7. The semiconductor device as claimed in claim 1, wherein

the active region includes first and second active regions close to each other,

the first silicon pillar is formed in each of the first and second active regions, and

the first and second side surfaces and the gate contact plug are formed common to the first and second active regions.

8. The semiconductor device as claimed in claim 1, wherein a length of the gate contact plug in a second direction orthogonal to the first direction is greater than that of the gate contact plug in the first direction.
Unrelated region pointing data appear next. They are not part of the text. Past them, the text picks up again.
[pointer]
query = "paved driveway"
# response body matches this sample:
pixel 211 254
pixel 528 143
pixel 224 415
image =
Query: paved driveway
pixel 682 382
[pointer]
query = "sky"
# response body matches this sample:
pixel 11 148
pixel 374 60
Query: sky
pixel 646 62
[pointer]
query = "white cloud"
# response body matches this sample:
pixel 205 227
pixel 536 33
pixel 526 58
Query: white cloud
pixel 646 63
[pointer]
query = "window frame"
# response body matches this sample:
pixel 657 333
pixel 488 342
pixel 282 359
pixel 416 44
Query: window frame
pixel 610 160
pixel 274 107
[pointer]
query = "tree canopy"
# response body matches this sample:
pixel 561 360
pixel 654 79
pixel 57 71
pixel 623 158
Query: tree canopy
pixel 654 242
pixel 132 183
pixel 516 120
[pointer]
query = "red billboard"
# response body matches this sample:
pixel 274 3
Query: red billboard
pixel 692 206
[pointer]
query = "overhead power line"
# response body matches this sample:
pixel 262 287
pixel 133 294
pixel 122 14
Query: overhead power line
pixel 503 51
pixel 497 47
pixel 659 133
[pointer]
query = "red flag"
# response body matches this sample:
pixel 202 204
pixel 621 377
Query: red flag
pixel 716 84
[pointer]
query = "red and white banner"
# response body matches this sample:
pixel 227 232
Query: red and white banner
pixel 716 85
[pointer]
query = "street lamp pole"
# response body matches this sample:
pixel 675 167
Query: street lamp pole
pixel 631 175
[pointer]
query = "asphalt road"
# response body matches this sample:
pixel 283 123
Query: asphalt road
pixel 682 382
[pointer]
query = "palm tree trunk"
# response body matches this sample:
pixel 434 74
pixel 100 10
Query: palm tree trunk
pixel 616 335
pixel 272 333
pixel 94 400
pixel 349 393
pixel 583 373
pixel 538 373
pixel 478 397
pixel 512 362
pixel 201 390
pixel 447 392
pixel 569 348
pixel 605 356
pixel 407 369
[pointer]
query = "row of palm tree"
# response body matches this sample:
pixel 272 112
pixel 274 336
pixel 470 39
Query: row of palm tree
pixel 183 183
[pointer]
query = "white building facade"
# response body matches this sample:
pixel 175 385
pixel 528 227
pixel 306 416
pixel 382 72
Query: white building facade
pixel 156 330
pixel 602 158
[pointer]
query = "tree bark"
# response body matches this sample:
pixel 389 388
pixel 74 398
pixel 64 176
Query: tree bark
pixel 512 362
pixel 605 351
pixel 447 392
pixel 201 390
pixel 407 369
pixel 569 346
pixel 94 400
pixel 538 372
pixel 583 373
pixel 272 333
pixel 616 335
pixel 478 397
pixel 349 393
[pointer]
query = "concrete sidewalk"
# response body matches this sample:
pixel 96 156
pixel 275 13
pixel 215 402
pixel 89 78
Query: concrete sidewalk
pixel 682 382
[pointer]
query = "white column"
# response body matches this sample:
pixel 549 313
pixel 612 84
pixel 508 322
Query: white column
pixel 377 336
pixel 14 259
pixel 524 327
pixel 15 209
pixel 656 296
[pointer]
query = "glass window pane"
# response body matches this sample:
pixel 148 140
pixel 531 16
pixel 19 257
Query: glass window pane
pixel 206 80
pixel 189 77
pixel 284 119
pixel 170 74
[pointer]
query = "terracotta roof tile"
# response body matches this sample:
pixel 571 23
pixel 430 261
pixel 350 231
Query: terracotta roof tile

9. A semiconductor device comprising:

a silicon substrate having an active region;

a first silicon pillar that is formed in the active region;

an upper diffusion layer and a lower diffusion layer that are formed on upper and lower portions of the first silicon pillar, respectively;

a first gate electrode that covers a side surface of the first silicon pillar via a gate insulating film;

a dummy pillar that has first and second side surfaces opposed to each other in a first direction;

an insulating film that covers atop surface of the dummy pillar;

a second gate electrode that is electrically connected to the first gate electrode and covers at least the first and second side surfaces; and

a gate contact plug that is arranged in a contact hole exposing apart of the insulating film and apart of the second gate electrode, thereby the gate contact plug is electrically connected to the second gate electrode in an area between the first and second side surfaces,

wherein a distance between the first and second side surfaces in the first direction is smaller than a diameter of the gate contact plug in the first direction.

10. The semiconductor device as claimed in claim 9, wherein

the insulating film comprises a silicon nitride, and

at least a part of the dummy pillar comprises a silicon oxide.